[Dspace-tech] Database Connection Timeout

George Stanley Kozak

unread,

Aug 25, 2015, 4:44:55 PM8/25/15

to dspac...@lists.sourceforge.net

Hi…

I am having a problem with DSpace 1.6.2. Every few times during the week, people are no longer able to add records and even going to the site causes “Internal Server Error”.

I see java processes that are using up memory and these run even after I shutdown tomcat and I have to manually “kill” them.
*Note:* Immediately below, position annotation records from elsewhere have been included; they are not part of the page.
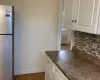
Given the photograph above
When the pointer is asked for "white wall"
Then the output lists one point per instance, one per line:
(35, 32)
(68, 34)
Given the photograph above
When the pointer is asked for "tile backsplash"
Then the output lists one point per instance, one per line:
(89, 43)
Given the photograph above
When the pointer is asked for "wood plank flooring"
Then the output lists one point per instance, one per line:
(65, 47)
(35, 76)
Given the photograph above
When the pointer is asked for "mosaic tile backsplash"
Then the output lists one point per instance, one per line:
(89, 43)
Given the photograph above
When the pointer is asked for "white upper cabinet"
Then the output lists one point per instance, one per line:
(87, 15)
(68, 13)
(81, 15)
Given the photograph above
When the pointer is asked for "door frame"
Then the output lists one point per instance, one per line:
(60, 25)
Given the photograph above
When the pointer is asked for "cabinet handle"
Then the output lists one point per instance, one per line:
(75, 20)
(72, 20)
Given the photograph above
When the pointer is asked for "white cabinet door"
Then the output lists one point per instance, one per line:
(47, 75)
(58, 76)
(69, 13)
(87, 15)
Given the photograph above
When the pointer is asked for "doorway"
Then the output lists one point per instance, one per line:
(65, 39)
(64, 35)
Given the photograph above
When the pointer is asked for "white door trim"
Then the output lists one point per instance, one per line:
(60, 25)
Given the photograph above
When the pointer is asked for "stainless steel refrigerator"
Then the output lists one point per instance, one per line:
(6, 42)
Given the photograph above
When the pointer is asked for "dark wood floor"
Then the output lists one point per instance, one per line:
(35, 76)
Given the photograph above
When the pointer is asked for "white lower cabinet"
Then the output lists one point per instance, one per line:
(58, 76)
(53, 73)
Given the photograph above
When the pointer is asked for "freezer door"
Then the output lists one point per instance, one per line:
(5, 19)
(5, 57)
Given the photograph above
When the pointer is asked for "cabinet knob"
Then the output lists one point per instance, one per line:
(72, 20)
(75, 20)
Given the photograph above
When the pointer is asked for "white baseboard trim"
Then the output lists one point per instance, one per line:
(29, 71)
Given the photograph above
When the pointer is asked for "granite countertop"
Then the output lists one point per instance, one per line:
(76, 65)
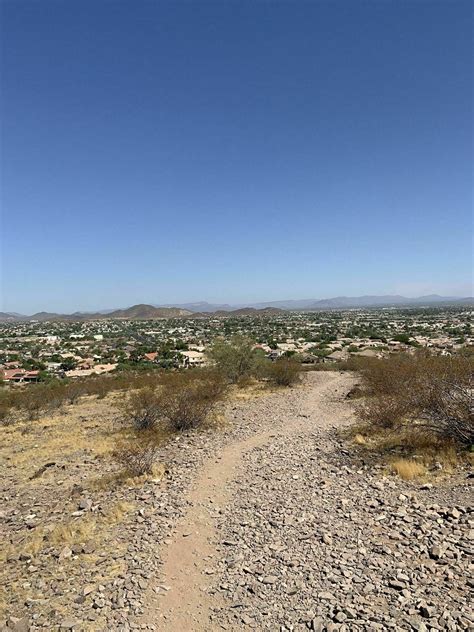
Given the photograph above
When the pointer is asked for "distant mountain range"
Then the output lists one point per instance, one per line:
(204, 309)
(339, 302)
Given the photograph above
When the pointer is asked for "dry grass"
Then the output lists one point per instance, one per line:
(408, 470)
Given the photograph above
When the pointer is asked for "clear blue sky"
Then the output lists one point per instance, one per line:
(234, 151)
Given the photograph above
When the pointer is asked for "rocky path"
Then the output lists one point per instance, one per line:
(272, 523)
(285, 532)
Also, I have trouble shutting down PostGreSQL and need to “kill” a few processes before PostGreSQL will shutdown.

What I see in the dspace log is this:

2011-04-25 01:21:39,739 WARN org.dspace.app.webui.servlet.DSpaceServlet @ anonymous:no_context:database_error:org.apache.commons.dbcp.SQLNestedException\colon; Cannot get a connection, pool error\colon; Timeout waiting for idle object

org.apache.commons.dbcp.SQLNestedException: Cannot get a connection, pool error: Timeout waiting for idle object

at org.apache.commons.dbcp.PoolingDriver.connect(PoolingDriver.java:184)
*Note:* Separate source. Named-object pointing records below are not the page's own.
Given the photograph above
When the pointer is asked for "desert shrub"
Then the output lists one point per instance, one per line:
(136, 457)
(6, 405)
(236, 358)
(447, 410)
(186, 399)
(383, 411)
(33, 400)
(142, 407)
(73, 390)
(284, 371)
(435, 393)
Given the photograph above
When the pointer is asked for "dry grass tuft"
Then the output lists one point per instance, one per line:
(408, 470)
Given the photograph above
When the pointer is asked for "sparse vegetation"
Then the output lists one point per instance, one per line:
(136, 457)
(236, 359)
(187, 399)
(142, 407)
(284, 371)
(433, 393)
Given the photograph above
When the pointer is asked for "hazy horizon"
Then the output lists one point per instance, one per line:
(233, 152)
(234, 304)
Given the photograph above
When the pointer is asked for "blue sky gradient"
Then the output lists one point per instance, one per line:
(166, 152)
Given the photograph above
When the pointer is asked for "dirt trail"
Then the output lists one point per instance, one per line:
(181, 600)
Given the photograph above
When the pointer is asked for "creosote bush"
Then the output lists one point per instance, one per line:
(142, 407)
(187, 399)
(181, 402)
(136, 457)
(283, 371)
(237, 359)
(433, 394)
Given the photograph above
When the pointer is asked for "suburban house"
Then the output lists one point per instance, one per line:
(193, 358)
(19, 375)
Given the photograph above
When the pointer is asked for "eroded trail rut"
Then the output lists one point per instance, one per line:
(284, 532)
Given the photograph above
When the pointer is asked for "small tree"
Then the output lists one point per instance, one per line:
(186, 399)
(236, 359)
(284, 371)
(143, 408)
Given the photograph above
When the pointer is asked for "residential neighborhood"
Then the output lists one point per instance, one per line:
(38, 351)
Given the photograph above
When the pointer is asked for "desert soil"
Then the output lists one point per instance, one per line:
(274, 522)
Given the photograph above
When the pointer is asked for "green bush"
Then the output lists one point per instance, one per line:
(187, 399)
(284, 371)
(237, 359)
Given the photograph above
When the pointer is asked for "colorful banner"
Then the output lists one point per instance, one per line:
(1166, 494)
at java.sql.DriverManager.getConnection(DriverManager.java:582)

at java.sql.DriverManager.getConnection(DriverManager.java:207)

at org.dspace.storage.rdbms.DatabaseManager.getConnection(DatabaseManager.java:620)

at org.dspace.core.Context.<init>(Context.java:126)

at org.dspace.app.webui.util.UIUtil.obtainContext(UIUtil.java:113)

…27 more

I have seen looking through the dspace-tech archives that people have reported the problem before, but I did not see any mention of a “fix”.

I am allowing 300 max_connections from PostGreSQL and my Java_opts for tomcat is:

JAVA_OPTS="-server -Xms1024m -Xmx2048m -Xmn64m -Dfile.encoding=UTF-8 -XX:+UseParallelGC -verbose:gc -Xloggc:/dspace/dspace/log/gc.log -XX:+HeapDumpOnOutOfMemoryError -XX:PermSize=1024m -XX:MaxPermSize=1024m -XX:-UseGCOverheadLimit"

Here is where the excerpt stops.